Basically, I am saving each word of my text in a TreeMap along with the number of times it appears in the text. Then I am using a comparator to sort the values. Then I am iterating through the newly created Map until I reach the last three values, which are the highest values after the sorting and print them out. I am going to use large texts, so this is not a very good way.
Here is my code:
class Text{
public static void main(String args[]) throws FileNotFoundException, IOException{
final File textFile = new File("C://FileIO//cinderella.txt");
final BufferedReader in = new BufferedReader(new FileReader(textFile));
final TreeMap<String, Integer> frequencyMap = new TreeMap<String, Integer>();
String currentLine;
while ((currentLine = in.readLine()) != null) {
currentLine = currentLine.toLowerCase();
final StringTokenizer parser = new StringTokenizer(currentLine, " \t\n\r\f.,;:!?'");
while (parser.hasMoreTokens()) {
final String currentWord = parser.nextToken();
Integer frequency = frequencyMap.get(currentWord);
if (frequency == null) {
frequency = 0;
}
frequencyMap.put(currentWord, frequency + 1);
}
}
System.out.println("This the unsorted Map: "+frequencyMap);
Map sortedMap = sortByComparator(frequencyMap);
int i = 0;
int max=sortedMap.size();
StringBuilder query= new StringBuilder();
for (Iterator it = sortedMap.entrySet().iterator(); it.hasNext();) {
Map.Entry<String,Integer> entry = (Map.Entry<String,Integer>) it.next();
i++;
if(i<=max && i>=(max-2)){
String key = entry.getKey();
//System.out.println(key);
query.append(key);
query.append("+");
}
}
System.out.println(query);
}
private static Map sortByComparator(TreeMap unsortMap) {
List list = new LinkedList(unsortMap.entrySet());
//sort list based on comparator
Collections.sort(list, new Comparator() {
public int compare(Object o1, Object o2) {
return ((Comparable) ((Map.Entry) (o1)).getValue())

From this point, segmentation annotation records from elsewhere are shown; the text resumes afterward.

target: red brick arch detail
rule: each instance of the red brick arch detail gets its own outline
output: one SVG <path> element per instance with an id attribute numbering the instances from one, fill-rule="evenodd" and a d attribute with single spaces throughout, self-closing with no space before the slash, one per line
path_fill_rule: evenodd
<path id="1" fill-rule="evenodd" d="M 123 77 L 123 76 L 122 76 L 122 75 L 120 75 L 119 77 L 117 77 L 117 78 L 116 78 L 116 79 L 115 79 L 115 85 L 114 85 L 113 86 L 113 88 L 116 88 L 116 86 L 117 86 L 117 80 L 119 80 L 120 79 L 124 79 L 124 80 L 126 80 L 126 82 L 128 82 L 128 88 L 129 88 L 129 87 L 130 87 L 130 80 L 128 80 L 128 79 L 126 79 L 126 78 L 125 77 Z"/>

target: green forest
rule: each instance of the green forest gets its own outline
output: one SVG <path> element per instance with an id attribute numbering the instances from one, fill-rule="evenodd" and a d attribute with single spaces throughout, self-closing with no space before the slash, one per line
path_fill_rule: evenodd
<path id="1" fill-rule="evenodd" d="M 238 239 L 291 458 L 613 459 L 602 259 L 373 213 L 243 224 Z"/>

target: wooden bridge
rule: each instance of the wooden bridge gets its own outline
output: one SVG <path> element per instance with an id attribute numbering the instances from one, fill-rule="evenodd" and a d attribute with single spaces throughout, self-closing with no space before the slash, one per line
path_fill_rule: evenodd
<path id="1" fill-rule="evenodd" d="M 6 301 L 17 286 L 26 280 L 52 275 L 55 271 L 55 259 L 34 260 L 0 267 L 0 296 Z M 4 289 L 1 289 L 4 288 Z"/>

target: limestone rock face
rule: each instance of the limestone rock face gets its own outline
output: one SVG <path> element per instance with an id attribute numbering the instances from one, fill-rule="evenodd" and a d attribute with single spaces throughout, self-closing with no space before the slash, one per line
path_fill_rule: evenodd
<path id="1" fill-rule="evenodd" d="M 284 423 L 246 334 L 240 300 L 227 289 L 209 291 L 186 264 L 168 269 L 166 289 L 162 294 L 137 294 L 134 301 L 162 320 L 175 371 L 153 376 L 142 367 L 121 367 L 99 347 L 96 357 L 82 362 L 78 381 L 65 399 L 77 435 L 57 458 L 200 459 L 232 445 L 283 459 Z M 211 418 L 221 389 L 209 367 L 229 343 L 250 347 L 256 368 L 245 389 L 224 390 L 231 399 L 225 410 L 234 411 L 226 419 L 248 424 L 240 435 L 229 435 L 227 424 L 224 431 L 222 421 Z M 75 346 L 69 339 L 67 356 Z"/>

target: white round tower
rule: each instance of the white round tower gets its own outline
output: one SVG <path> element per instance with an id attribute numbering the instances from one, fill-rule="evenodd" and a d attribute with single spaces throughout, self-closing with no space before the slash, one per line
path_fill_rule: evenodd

.compareTo(((Map.Entry) (o2)).getValue());
}
});
//put sorted list into map again
Map sortedMap = new LinkedHashMap();
for (Iterator it = list.iterator(); it.hasNext();) {
Map.Entry entry = (Map.Entry)it.next();
sortedMap.put(entry.getKey(), entry.getValue());
}
return sortedMap;
}
}
I would count the frequencies with a hash map, and then loop over them all, selecting the top 3. You minimize comparisons this way, and never have to sort. Use the Selection Algorithm
-edit, the wikipedia page details many different implementations of the selection algorithm. To be specific, just use a bounded priority queue, and set the size to 3. Dont get fancy and implement the queue as a heap or anything. just use an array.